Added to this is the fact that Plaid Cymru and the Conservatives aren’t really competing against each other in most of the seats in Wales. There is only one really, Aberconwy, where both parties could realistically win.

Therefore – and Plaid and the Conservatives are never likely to admit this – but both parties to an extent need the other to do well in order to put the squeeze on Labour.

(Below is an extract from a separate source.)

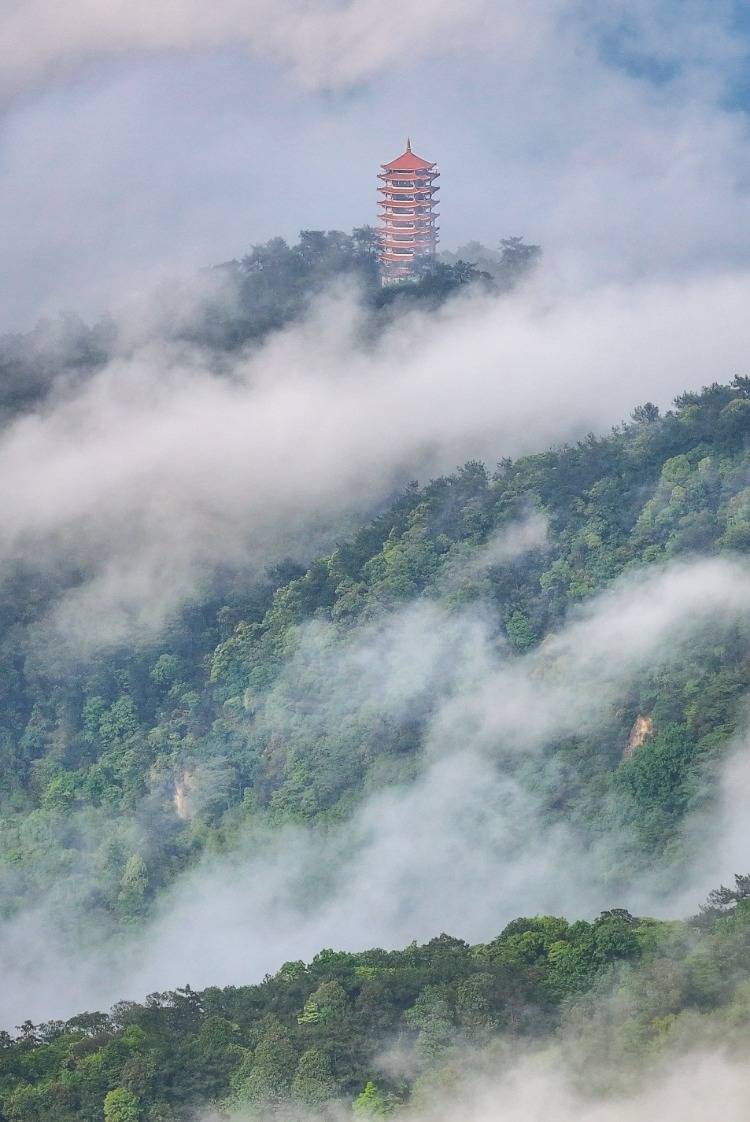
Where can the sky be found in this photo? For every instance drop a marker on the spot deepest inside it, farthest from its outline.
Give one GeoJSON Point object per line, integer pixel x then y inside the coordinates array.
{"type": "Point", "coordinates": [137, 140]}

There have been elections in the past where Plaid Cymru has done well – like 1999 – and ones where the Conservatives have done well – like 2011 – but never an election where both have gained a lot of ground simultaneously.

So despite a coalition being impossible, there is a certain amount of mutual Labour-walloping benefit going into the elections.

And if these two opposition parties can decide between them on what basis they’re going to attempt to clobber Labour, it will be much easier for them to set the agenda for the election both in the media and in voters’ minds.

Consistency

But on what issue can they set the agenda for the election that achieves this vice-like squeeze from both sides?

One thing is clear – there’s going to be no joy in attacking Labour’s record on Covid. By the time the election rolls around most of the population will be fully vaccinated, society and the economy will be unlocking and Mark Drakeford and Vaughan Gething will be sitting pretty on a pile of plaudits.

If they want to succeed, Plaid Cymru and the Conservatives will both want to move the agenda on to an issue on which they’re on firmer ground and where Labour are wobblier.

In doing so they could take inspiration from Labour’s travails in Scotland and England, where they’ve found themselves standing in the middle of the road on the biggest constitutional questions of the time – independence and Brexit.

A similar issue is now starting to come to the boil in Wales as Plaid Cymru and the Conservatives play tug o’ war over the future of Wales in the United Kingdom.

Plaid Cymru and the Conservatives have an advantage here in that their stances on this question is very much part of their parties’ USP.

Everyone knows that Plaid Cymru is a pro-independence party, and everyone knows that the Conservatives are die-hard unionists. They’re not Diet Coke on these questions – they’re the real thing.

Within Labour meanwhile, there is a whole spectrum of opinions from Labour for Indy Wales to Mick Antoniw’s ‘Radical Federalism’ to Mark Drakeford’s ‘Home Rule,’ all the way to Chris Bryant MP who said this week that the Labour Welsh Government felt just as distant to his constituents as Westminster.

This is a party that is in the foothills of a journey towards deciding where it stands on the likely break up of the UK. There’s no real internal consistency on the issue, and there may never be.

Pick off

As a result, if Plaid Cymru and the Conservatives can both turn the Senedd election into one about Wales’ future in the UK, it’s one area where they can outflank Labour from both sides.

How might they go about this? Well, if I was a Plaid Cymru or Conservative strategist I might be contacting the other side to see whether there was a possibility of organising a pre-election television or online debate between party leaders Adam Price and Andrew RT Davies on the issue of the union and independence.

Despite being at loggerheads on the issue itself, such an agenda-setting scrap could be of mutual benefit to both sides. It would allow Plaid to attempt to pick off the 50% of Labour supporters who, polls tell us, are at least indy-curious, while the Conservatives go for the other half.

For Labour, there would be no great options. Either they would not take part in the debate or whoever they sent would not be able to articulate as clear an answer on the issue as the others, as they simply – as a party – haven’t made up their minds yet.

The irony of all of this is that one of the main things keeping Labour in power in Wales since 1999 has been the incompatibility of their political opponents.

However, that could turn into a weakness if their political opponents turned those exact divisions into the defining issues at the heart of the election.